The company currently has an annual production capacity of 9,000 tons of vanadium-nitrogen alloys and strictly complies with the national standard GB/T 20567-2020. It can supply a full range of products within the standard scope or customize them according to customer requirements.
Vanadium-aluminum alloys are widely used as intermediate alloys in the production of titanium alloys and other master alloys. Characterized by high hardness, wear resistance, high-temperature stability, and lightweight properties, they find widespread applications in the aerospace and automotive industry, and other sectors requiring high-end materials: such as structural materials for aircraft, aero engine turbine discs, blades and combustors, rocket nozzles, high-speed train gears, and various components used in the construction of aerospace vehicles, missiles, and satellites. Vanadium-aluminum alloys are also utilized in the production of lightweight and high-strength precision machinery and instruments in the civilian industry. These emerging foundational materials are of strategical importance in the 21st century.

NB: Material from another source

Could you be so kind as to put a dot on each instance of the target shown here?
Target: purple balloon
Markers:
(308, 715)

The company currently has an annual production capacity of 1,000 tons of vanadium-aluminum alloys and strictly complies with the national standard YS/T 579-2014. It can supply a full range of products within the standard scope or customize them according to customer requirements.
High-purity vanadium pentoxide is a high-grade compound obtained from crude ammonium metavanadate (or ammonium polyvanadate) through impurity removal and thermal decomposition. It is categorized into metallurgical grade, chemical grade, battery grade, and other grades, and it is widely applied in catalysts, the metallurgical chemical industry, new energy, and other fields. High-purity vanadium pentoxide is the primary raw material for the widely promoted vanadium redox flow battery electrolyte.

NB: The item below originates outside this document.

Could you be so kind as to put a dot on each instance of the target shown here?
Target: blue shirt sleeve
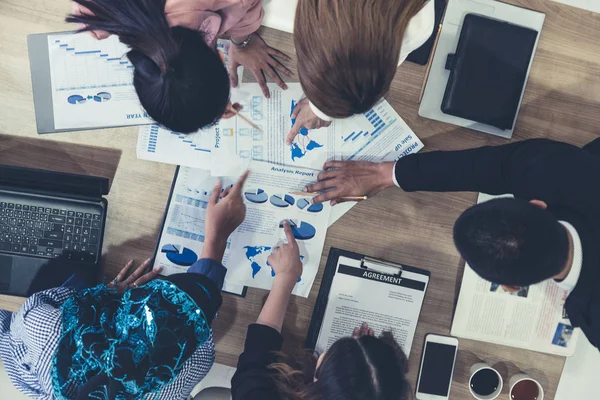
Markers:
(212, 269)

Introduction to Vanadium Redox Flow Battery (VRFB)
Redox flow battery is a novel electrochemical energy storage system, and those that utilize vanadium sulfate solutions as both the positive and negative electrolytes are known as vanadium redox flow batteries, or simply vanadium batteries. The energy storage active material in the positive and negative electrolytes of vanadium redox flow batteries is vanadium ions, which store and release electrical energy by changing the valence states of vanadium ions in the electrolytes. The electrolytes of vanadium redox flow batteries are aqueous solutions of vanadium ions, and as long as the charge and discharge voltages are controlled properly with good ventilation, there is no risk of thermal runaway, ensuring inherent safety. Additionally, the capacity of vanadium redox flow batteries depends on the volume and concentration of vanadium electrolyte, while the output power depends on the size of cell stack. Therefore, the two proterties are independent. The batteries can be flexibly designed and installed, suitable for large-scale and high-capacity long-lasting energy storage.

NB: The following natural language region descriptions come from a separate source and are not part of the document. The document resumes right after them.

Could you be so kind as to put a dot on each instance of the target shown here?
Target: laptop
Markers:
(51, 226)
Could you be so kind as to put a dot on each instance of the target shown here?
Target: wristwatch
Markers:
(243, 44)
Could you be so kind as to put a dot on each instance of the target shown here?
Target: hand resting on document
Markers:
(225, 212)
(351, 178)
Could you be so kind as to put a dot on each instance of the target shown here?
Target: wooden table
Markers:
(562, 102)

Vanadium redox flow batteries are characterized by their high safety, large energy storage capacity, long cycle life, recyclable electrolyte, cost-effectiveness throughout their lifespan, environmental friendliness, and more advantages. They meet the demand for establishing long-lasting energy storage systems and align with China’s strategy to build a “new energy + energy storage” new power system to achieve “dual-carbon” goals. Due to the continuous attention of countries around the world to long-lasting energy storage, researches and applications of vanadium redox flow batteries have made significant progress: technology has become more mature, costs have continued to decrease, and they have entered the stage of large-scale industrialization and application promotion, with huge market prospects.